Medidas voltadas à segurança de profissionais e à reorganização do atendimento na rede pública de saúde começaram a ser encaminhadas em Novo Hamburgoapós a prisão de um médico registrada na UPA Centro na última semana. As informações foram divulgadas pelo Sindicato Médico do Rio Grande do Sul (Simers), que participou de reunião com a Secretaria Municipal de Saúde (SMS), e confirmadas pela Prefeitura.

Segundo a diretora do Simers, Débora Espírito Santo, a Prefeitura já sinalizava mudanças na segurança — hoje realizada pela Guarda Municipal — antes mesmo do episódio, mas teria acelerado o processo de contratar uma segurança privada após o caso. “Já estavam em processo prévio, mas agora haverá uma maior agilidade na contratação de segurança particular”, afirmou.

De acordo com Débora, a previsão inicial é de contratação de vigilância privada para as duas UPAs do município e também para a emergência hospitalar, com dois profissionais por unidade. A dirigente ressaltou que a responsabilidade pelas contratações é do município.

A Prefeitura confirma a informação e acrescenta que a segurança privada será custeada pela Fundação de Saúde Pública de Novo Hamburgo (FSNH), por meio de recursos repassados pela Secretaria Municipal de Saúde. “Será feito um contrato emergencial por conta da urgência e relevância da temática.

Paralelamente, será encaminhada uma licitação para posterior prosseguimento do serviço. Serão dois guardas por UPA e dois guardas na emergência do Hospital Municipal”, reforça. A previsão é de início em semanas, dependendo do trâmite do contrato emergencial, conforme estimativa da a secretária Betina Espindula.

Botão do pânico

Ainda conforme a Prefeitura, um botão do pânico será instalado dentro dos consultórios das UPAS e da Emergência do Hospital Municipal, permitindo comunicação direta com o segurança.

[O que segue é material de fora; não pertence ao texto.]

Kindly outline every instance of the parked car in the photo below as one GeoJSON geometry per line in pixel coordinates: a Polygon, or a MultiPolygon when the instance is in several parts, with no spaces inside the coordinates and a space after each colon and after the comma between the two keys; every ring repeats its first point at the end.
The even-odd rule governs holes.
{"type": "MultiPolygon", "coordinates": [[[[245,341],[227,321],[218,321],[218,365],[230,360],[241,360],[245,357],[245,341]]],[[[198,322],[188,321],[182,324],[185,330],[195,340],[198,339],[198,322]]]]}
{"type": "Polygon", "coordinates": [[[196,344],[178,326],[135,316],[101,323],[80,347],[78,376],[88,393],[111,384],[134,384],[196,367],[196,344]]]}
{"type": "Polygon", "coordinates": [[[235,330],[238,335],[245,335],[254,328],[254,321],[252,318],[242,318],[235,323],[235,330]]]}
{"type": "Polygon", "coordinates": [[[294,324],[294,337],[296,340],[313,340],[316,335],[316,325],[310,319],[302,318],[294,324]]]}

Ele poderá ser acionado tanto pelo paciente quanto pelo profissional em caso de situação adversa.

“Estará, neste momento, nas unidades cobertas pela segurança privada (UPAS e emergência do hospital). O prazo de implantação é o mesmo, pois os serviços são vinculados”, explica a titular da SMS

Ampliação do atendimento cogitada

Além das medidas de segurança, também foi mencionada a ampliação do horário de atendimento em unidades básicas de saúde, com a previsão de funcionamento até as 21 horas. A proposta é reduzir a procura por casos de menor gravidade nas UPAs.

Segundo o Simers, a contratação de médicos para essa ampliação ficaria a cargo da Fundação de Saúde Pública, com participação do sindicato nas discussões, mas sem atuação direta no processo. Em nota, a Prefeitura pondera que “informações sobre o horário estendido serão divulgadas oportunamente”.

Guarda municipal remanejado

Ainda conforme a Prefeitura, o guarda municipal envolvido no caso e que estava lotado na UPA Centro foi remanejado. Conforme o diretor Emerson Edinei Lopes, a ação visa preservar a imagem do agente e garantir transparência na apuração dos fatos. Conforme Lopes, a apuração cabe à Corregedoria da Guarda Municipal, ocorrendo de forma autônoma. O órgão emitirá parecer após concluídas as diligências e oitivas necessárias.